# Relief Valve on Freight Cars



## Dwight Ennis (Jan 2, 2008)

What's the purpose of the relief valve on freight cars K type brake systems? Is it an automatic or manual pressure relief valve? Does it act as some sort of safety? 

Thanks.


----------



## pfdx (Jan 2, 2008)

"A pressure retaining valve, which is connected by piping to the triple valve exhaust, it's purpose being when the handle is placed in retarting position, to retard the rate of brake cylinder exhaust while the engineman is recharging the auxiliary reservoirs, and when the brake cylinder pressure has been reduced to a certian predetermined amount, to retain that pressure in the brake cylinder." 

from "Single Capicity Freight Brake Equipment ("K" Triple Valve)" 

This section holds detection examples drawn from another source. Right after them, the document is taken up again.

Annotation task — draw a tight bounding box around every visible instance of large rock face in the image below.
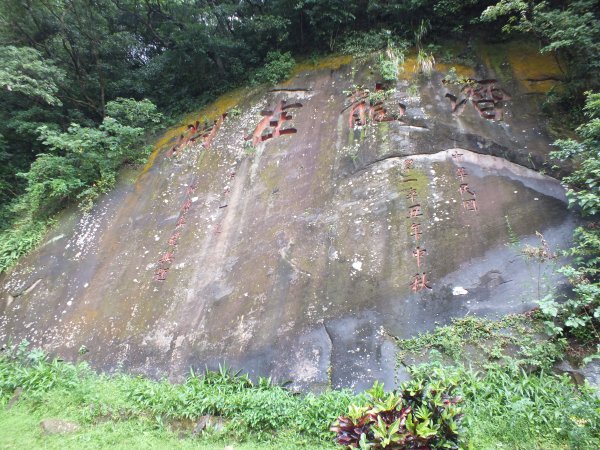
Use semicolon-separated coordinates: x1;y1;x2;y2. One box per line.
0;44;574;388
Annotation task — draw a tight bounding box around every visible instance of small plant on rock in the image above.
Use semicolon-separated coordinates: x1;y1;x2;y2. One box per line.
331;378;462;450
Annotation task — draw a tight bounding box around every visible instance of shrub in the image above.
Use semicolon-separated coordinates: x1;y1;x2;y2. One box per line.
541;92;600;342
331;377;462;450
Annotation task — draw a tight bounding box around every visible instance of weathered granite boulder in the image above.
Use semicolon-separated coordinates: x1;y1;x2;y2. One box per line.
0;47;576;389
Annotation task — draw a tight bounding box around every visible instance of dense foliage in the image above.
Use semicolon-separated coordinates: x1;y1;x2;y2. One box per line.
0;343;600;450
331;377;462;450
540;92;600;348
0;0;600;271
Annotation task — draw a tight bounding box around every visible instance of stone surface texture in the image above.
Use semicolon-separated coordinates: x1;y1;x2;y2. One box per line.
0;46;576;389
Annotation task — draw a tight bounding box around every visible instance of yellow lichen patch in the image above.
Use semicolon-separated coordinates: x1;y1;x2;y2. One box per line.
478;41;564;92
284;55;352;78
140;89;247;176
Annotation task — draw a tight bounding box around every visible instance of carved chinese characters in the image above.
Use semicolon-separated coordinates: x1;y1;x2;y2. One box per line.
446;80;511;120
245;100;302;147
154;184;196;281
167;113;227;156
342;85;406;128
452;151;477;211
403;159;431;292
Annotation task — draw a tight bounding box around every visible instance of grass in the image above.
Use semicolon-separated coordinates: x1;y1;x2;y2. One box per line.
0;315;600;450
416;362;600;450
396;312;567;369
0;345;358;449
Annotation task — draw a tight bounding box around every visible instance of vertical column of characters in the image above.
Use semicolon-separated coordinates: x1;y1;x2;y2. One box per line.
452;151;478;212
403;159;431;292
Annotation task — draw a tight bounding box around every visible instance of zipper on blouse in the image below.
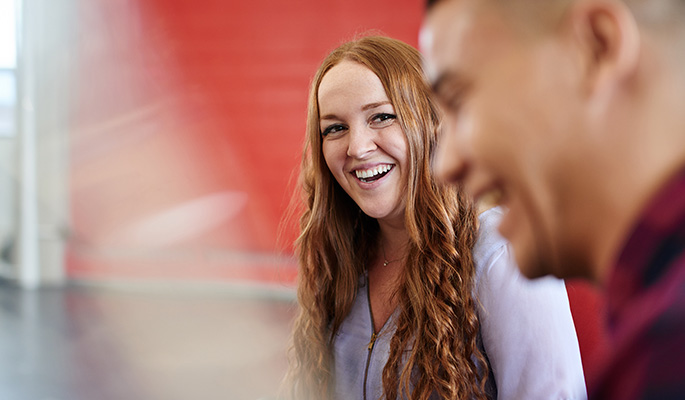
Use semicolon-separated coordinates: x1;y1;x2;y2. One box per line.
364;279;378;400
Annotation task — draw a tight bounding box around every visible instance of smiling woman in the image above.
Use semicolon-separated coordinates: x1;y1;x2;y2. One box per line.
288;36;585;400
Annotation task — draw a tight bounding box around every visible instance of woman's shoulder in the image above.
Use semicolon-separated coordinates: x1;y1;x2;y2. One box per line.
473;207;508;269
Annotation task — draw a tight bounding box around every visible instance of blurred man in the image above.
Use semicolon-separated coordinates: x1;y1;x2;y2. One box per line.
420;0;685;400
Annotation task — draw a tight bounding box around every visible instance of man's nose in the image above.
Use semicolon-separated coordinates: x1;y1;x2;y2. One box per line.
347;126;378;159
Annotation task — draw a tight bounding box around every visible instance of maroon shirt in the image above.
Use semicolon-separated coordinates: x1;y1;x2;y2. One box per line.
590;169;685;400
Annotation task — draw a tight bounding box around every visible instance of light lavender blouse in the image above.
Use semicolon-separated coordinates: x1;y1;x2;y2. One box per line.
333;208;587;400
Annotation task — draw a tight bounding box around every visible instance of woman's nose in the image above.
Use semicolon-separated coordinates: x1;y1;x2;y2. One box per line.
347;126;378;159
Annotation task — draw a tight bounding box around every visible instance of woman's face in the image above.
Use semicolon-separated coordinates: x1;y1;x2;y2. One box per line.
318;61;409;223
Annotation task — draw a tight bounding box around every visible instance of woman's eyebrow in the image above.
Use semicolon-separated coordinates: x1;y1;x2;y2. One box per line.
362;100;390;111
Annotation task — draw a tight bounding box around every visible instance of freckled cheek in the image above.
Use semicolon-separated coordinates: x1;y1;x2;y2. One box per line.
321;142;345;183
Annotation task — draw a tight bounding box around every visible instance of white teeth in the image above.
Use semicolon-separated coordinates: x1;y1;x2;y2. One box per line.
354;164;392;179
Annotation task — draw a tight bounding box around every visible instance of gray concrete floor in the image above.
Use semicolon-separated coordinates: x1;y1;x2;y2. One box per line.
0;284;295;400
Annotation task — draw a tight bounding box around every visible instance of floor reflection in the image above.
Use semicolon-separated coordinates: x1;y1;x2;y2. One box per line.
0;284;295;400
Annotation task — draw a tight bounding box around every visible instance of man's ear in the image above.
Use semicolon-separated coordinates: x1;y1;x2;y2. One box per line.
569;0;640;94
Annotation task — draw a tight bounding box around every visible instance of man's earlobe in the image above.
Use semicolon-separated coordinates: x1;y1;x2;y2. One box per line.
570;0;640;92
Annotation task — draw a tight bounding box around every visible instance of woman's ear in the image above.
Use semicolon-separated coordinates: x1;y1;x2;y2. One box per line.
569;0;640;95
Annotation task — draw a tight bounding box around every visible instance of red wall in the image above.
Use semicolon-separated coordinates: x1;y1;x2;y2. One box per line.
68;0;423;283
68;0;604;382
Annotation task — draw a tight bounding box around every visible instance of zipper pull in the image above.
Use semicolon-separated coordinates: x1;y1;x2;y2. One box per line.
369;332;378;351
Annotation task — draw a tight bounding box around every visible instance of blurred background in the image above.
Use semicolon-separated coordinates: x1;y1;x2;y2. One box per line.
0;0;603;400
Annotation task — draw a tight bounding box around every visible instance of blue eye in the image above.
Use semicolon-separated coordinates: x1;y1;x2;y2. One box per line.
321;124;345;137
371;113;397;127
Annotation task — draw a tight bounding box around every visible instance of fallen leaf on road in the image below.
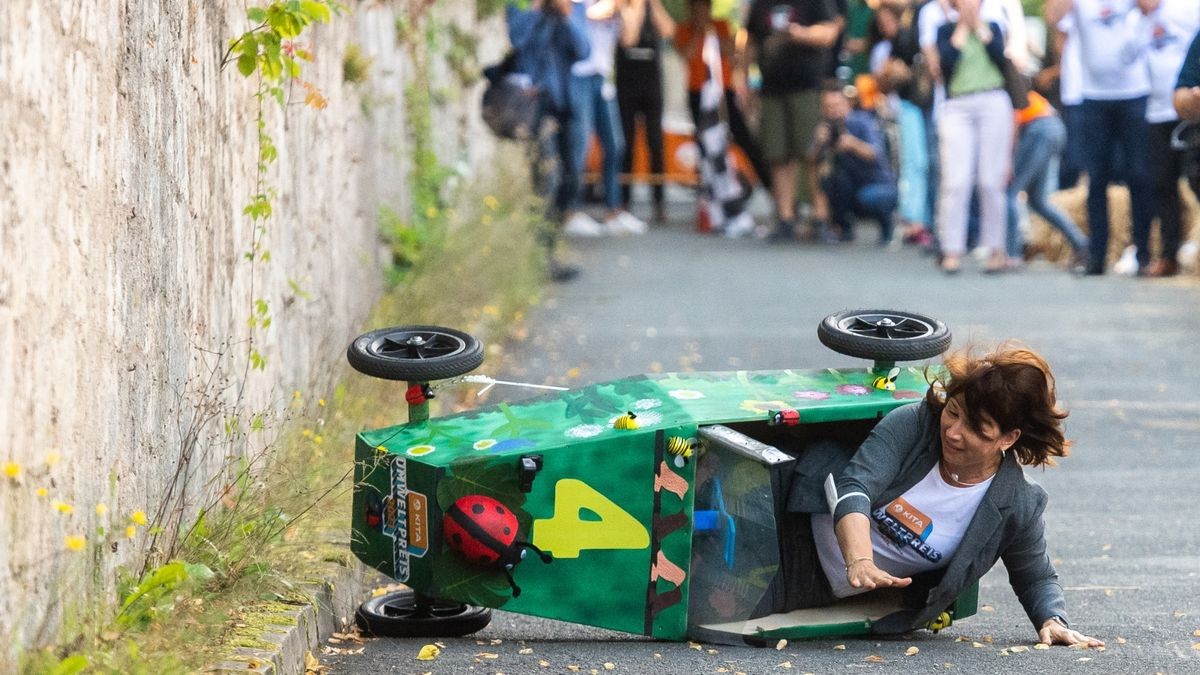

More commonly refered to a retainer they are usually "set up" before decending a steep grade. The brakes on the cars will remain released until the engineer makes the first application. when the engineer releases the brakes the trainline pressure rises and begins to recharge the auxiliary reservoirs but the brakes remain applied holding the train instead of releasing quickly. The retaining valve contains a spring actuated valve that closes when the cylinder pressure drops to 10psi. The air also hase to pass through a "chock" that restricts the flow and gradually releases the pressure until the spring shuts off the flow. 

10 psi is roughly the cylinder pressure of a minimum application. SO when the engineer is ready to apply the brakes again the Auxiliary reservoirs are full and the brakes are still applied with the shoes warmed up and ready to go, or stop, which the train must do when it reaches the bottom of the grade. 

They remain applied until a trainman manually releases the retainer on each car at the bottom. This allows the engineer to adjust the braking force as the grade changes with out ever going into full release. 

The retaining valve is a part of all modern freight brake systems, and passenger cars that saw steep grades were also equiped. 

Paul


----------



## Dwight Ennis (Jan 2, 2008)

Thanks Paul.


----------